Federico Mendez-Hernandez of Guatemala was only 28. The cause of his death: Rabies — a disease typically resulting from an animal bite with symptoms in the acute phase that include hallucinations; delusions; aggressive behavior, such as biting and thrashing; high fever; and hyper-fear of water and bright lights. It seems the medical personal charged with conducting the mandatory medical exam administered to ICE detainees upon their arrival at facilities like Brooks missed some big clues, if the exam was even conducted.

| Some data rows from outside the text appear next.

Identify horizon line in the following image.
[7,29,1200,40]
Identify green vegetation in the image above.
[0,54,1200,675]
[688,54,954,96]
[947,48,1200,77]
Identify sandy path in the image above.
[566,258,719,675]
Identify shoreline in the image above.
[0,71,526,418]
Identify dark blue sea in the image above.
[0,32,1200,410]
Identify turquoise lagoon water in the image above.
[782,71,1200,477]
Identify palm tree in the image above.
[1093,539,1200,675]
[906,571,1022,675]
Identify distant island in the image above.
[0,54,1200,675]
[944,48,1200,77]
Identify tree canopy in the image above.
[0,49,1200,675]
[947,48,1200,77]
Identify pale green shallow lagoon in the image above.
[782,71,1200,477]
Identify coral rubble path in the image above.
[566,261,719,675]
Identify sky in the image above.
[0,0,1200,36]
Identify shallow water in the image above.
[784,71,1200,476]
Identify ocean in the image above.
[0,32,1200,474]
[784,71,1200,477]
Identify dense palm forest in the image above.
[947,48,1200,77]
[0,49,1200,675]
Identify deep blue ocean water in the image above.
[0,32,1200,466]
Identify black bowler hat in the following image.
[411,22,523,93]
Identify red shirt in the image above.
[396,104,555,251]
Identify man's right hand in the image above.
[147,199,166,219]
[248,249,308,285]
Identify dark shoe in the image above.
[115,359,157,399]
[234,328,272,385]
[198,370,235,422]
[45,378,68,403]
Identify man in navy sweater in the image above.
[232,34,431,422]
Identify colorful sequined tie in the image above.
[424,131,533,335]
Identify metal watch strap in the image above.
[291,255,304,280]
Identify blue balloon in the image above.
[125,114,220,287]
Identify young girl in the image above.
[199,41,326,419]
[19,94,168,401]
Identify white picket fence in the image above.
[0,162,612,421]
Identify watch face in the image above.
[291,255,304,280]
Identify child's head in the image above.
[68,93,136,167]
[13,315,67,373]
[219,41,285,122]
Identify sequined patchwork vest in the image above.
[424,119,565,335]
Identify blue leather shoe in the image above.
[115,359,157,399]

A December 2006 report from the DHS Office of Inspector General indicates that possibility is not out of the realm of consideration:
The ICE Detention Standard for Medical Care requires all new arrivals to receive initial medical and mental health screening, including tuberculosis screening, immediately upon arrival by a health care provider or an officer trained to perform this function. The health care provider must also conduct a health appraisal and physical examination on each detainee within 14 days of arrival.
We reviewed 101 of 115 requested medical files for compliance with initial medical screening at 4 of the facilities. Eight detainees did not receive the required initial medical screening, and 14 files did not contain sufficient documentation to make a determination. Also, we reviewed 111 of 122 requested medical files for compliance with the physical examination requirement, 15 detainees did not receive the required examination, and 11 files contained insufficient documentation to make a determination.
Likewise, the latest publicly available review of the Brooks County Detention Center, conducted by ICE in 2007 and made public through a Freedom of Information Act request, indicates that Brooks was cited as being “deficient” with respect to properly documenting medical examinations of ICE detainees held in special management units.
“… Medical staff conducts visits but has no formal documentation,” the ICE report notes. “Facility administrator will address health care documentation with medical staff.”